As we know, the poet’s dream centers on the desire for the Rose—symbolizing both the beloved as the object of erotic longing, and the hidden meaning of the poem as the object of intellectual pursuit. More specifically, the image encapsulates acts of looking and reaching toward the body. The rose stands in for bodily desire, its branches leaning toward the sleeper’s left hand, which is subtly raised as though trying to grab the stem. The seated poet—possibly modeled on Jean de Meun, himself likely tonsured—turns toward his younger self and squints toward the rose as he leans into his work. His posture suggests both introspection and physical engagement – a gesture of remembering, revising, and reexamining the self through the act of writing. Notably, later in the poem, the very gestures of “shaking the rose” and “writing with a pen” are used as metaphors for sexual union—that is, for the fulfillment of desire.
The frontispiece thus visually anchors the poem’s central themes: dreaming, desiring, and the act of interpretation through writing.

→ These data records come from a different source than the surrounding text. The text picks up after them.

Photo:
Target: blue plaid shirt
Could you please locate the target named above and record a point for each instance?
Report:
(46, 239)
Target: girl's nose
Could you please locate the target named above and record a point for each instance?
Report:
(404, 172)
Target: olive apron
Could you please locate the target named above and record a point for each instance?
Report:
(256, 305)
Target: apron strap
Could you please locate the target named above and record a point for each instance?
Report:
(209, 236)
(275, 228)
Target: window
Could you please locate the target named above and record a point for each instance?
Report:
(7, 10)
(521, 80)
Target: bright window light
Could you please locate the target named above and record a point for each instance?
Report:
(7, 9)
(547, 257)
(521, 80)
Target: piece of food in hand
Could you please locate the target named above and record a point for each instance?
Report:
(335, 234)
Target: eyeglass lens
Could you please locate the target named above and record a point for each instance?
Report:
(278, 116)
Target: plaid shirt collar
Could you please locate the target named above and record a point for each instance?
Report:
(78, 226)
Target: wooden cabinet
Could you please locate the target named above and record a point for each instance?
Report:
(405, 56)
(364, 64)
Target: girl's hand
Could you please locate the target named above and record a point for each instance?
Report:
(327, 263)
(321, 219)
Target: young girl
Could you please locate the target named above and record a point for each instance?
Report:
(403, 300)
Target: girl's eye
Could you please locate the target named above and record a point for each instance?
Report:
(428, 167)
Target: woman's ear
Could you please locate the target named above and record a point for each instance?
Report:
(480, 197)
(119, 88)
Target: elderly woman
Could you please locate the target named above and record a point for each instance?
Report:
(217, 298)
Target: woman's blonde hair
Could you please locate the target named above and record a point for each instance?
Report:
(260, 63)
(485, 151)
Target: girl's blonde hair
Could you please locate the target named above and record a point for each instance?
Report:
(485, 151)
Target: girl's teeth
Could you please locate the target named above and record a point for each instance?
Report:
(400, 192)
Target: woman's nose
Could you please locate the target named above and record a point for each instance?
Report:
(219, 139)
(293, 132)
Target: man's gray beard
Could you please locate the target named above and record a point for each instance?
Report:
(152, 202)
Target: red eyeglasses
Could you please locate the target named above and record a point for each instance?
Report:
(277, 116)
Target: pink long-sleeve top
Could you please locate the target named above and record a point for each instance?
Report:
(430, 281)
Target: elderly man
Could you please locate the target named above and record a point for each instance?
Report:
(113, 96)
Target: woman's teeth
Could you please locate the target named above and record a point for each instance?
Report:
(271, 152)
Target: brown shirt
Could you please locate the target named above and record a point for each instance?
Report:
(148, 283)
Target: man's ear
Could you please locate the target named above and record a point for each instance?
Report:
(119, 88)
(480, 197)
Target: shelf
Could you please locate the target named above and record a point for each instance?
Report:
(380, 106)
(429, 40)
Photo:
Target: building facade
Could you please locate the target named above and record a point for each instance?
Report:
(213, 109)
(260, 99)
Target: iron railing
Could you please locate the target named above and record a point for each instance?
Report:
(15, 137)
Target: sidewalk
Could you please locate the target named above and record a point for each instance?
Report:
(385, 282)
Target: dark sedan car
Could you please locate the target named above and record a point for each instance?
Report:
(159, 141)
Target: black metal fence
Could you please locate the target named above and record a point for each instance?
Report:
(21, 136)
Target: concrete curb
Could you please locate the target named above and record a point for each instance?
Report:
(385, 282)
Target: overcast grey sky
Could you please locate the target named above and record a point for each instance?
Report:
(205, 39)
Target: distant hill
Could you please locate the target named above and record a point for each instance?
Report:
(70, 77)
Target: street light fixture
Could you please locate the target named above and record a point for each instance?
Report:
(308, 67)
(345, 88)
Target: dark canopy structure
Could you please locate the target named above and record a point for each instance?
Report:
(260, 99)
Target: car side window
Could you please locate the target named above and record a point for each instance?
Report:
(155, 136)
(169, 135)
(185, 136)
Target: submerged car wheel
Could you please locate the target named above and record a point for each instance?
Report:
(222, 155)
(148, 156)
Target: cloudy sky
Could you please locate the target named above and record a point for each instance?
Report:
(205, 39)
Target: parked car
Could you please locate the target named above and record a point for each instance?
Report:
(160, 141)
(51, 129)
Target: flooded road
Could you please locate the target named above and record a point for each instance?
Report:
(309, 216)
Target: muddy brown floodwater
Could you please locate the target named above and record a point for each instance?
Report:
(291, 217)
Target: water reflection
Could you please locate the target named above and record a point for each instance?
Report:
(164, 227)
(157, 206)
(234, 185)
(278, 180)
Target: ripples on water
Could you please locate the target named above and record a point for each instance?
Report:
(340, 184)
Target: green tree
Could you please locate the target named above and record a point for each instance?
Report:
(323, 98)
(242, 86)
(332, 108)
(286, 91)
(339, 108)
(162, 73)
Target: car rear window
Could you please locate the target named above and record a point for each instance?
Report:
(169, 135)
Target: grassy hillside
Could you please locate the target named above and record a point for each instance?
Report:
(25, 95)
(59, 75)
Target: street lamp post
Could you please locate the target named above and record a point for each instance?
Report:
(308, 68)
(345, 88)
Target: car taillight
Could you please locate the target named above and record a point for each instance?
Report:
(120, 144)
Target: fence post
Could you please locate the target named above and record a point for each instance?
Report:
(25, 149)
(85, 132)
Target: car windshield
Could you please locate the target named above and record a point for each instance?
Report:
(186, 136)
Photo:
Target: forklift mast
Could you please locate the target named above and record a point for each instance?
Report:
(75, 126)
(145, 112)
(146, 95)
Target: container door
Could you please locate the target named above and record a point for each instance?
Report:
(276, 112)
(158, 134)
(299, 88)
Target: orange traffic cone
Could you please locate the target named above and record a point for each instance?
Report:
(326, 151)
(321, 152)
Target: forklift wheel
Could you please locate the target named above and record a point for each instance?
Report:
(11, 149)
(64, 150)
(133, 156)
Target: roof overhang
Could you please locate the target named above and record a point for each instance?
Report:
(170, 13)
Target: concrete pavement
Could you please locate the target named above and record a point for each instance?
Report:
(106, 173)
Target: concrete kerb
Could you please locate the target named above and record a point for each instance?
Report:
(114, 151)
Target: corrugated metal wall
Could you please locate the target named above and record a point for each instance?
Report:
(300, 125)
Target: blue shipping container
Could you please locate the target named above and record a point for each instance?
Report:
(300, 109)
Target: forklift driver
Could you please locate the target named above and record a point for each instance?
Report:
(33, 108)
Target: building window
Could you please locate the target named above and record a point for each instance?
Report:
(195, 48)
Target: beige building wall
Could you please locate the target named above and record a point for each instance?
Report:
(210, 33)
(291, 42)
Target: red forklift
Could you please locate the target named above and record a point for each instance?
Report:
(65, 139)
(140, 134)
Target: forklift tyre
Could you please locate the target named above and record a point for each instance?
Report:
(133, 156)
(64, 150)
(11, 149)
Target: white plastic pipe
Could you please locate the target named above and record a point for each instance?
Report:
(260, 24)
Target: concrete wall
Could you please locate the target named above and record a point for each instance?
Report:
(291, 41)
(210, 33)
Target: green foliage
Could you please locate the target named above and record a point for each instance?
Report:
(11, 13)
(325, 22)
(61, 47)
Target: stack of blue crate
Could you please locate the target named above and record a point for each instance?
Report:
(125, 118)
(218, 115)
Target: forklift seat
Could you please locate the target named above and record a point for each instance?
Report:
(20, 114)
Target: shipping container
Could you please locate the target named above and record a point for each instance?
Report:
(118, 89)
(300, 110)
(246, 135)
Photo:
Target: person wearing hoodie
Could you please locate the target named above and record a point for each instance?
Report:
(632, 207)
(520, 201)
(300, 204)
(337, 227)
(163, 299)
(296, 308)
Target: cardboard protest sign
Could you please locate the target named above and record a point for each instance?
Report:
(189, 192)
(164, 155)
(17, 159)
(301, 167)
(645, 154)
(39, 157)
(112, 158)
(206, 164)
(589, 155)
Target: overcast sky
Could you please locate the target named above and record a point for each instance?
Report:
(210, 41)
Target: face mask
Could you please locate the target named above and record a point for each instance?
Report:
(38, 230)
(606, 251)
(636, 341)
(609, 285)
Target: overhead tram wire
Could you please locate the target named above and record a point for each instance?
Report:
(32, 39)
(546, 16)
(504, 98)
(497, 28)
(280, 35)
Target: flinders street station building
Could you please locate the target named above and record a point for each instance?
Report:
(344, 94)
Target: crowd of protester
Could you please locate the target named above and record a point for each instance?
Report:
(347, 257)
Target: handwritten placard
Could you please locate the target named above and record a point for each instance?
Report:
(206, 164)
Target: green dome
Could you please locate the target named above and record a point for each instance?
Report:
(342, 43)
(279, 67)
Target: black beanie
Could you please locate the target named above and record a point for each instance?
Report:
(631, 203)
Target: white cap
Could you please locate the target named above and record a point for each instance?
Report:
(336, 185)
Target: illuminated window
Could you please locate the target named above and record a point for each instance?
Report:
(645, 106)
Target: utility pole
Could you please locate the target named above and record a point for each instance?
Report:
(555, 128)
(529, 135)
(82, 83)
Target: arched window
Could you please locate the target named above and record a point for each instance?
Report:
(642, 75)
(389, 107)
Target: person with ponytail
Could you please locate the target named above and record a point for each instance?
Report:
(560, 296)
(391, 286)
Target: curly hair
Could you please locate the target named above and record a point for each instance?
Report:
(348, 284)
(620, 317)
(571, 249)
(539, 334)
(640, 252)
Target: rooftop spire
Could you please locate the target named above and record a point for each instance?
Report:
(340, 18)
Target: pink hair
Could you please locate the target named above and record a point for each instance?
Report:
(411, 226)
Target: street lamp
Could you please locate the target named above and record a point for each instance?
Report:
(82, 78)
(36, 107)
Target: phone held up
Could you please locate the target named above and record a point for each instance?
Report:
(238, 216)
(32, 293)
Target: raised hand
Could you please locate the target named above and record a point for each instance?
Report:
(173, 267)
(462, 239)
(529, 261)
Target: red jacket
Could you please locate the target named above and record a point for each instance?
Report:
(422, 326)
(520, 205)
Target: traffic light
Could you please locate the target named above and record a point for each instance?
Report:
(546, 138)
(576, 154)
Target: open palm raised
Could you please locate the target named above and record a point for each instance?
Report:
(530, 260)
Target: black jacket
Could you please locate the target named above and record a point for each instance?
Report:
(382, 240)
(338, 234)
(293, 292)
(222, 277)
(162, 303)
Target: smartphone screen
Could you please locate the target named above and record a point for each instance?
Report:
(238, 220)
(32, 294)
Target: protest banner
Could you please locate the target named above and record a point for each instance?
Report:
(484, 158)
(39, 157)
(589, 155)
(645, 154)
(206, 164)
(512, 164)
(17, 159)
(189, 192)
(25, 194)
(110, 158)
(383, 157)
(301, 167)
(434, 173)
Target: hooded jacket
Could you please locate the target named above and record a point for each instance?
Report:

The knife resting on the page adds a further dimension. In medieval manuscript culture, the quill and knife were standard tools: the quill for writing, the knife for scraping away errors. Though authorship and copying differ conceptually, both share the same embodied gestures. The frontispiece, then, may also allude to the scribe who made this manuscript. And interestingly, the scribe made an unusual number of mistakes for such a luxury manuscript. In later folios, we find extensive erasures, crossings-out, and overwriting, even a large missing passage added in the margins. This opens up a playful possibility. Since scribes typically completed the text before artists added miniatures, and artists painted by reading instructions and rubrics, if not the poem itself, written out by the scribe, perhaps the Master of Saint Voult deliberately depicted the author figure scraping the page, to subtly poke fun at the error-ridden text copied by his absent-minded colleague.
A hermit copying a manuscript, from L’Estoire del Saint Graal (British Library Royal MS 14 E III), f. 6v, France (Saint-Omer or Tournai?), c. 1315 – 1325. Note how he is depicted writing, instead of erasing
Erasure, however, was not limited to production. It was common in readership and ownership. On this very first folio, part of the border has been scraped away to insert a later coat of arms. Deeper in the manuscript, we find many ownership inscriptions that have been erased and replaced throughout the sixteenth and the twentieth century. So, the frontispiece becomes a self-aware image—a visual pun that encapsulates the life of the manuscript as an object of desire, touched, altered, and reinterpreted across time. It draws attention not only to the acts of dreaming and writing, but also to the manuscript’s ongoing object history and the many bodies who have shaped it. It invites us, as readers and viewers, to engage not only intellectually but bodily – with a page that is meant to be interpreted, that is, by seeing, touching, erasing, and writing on a space where meaning arises beyond the text itself.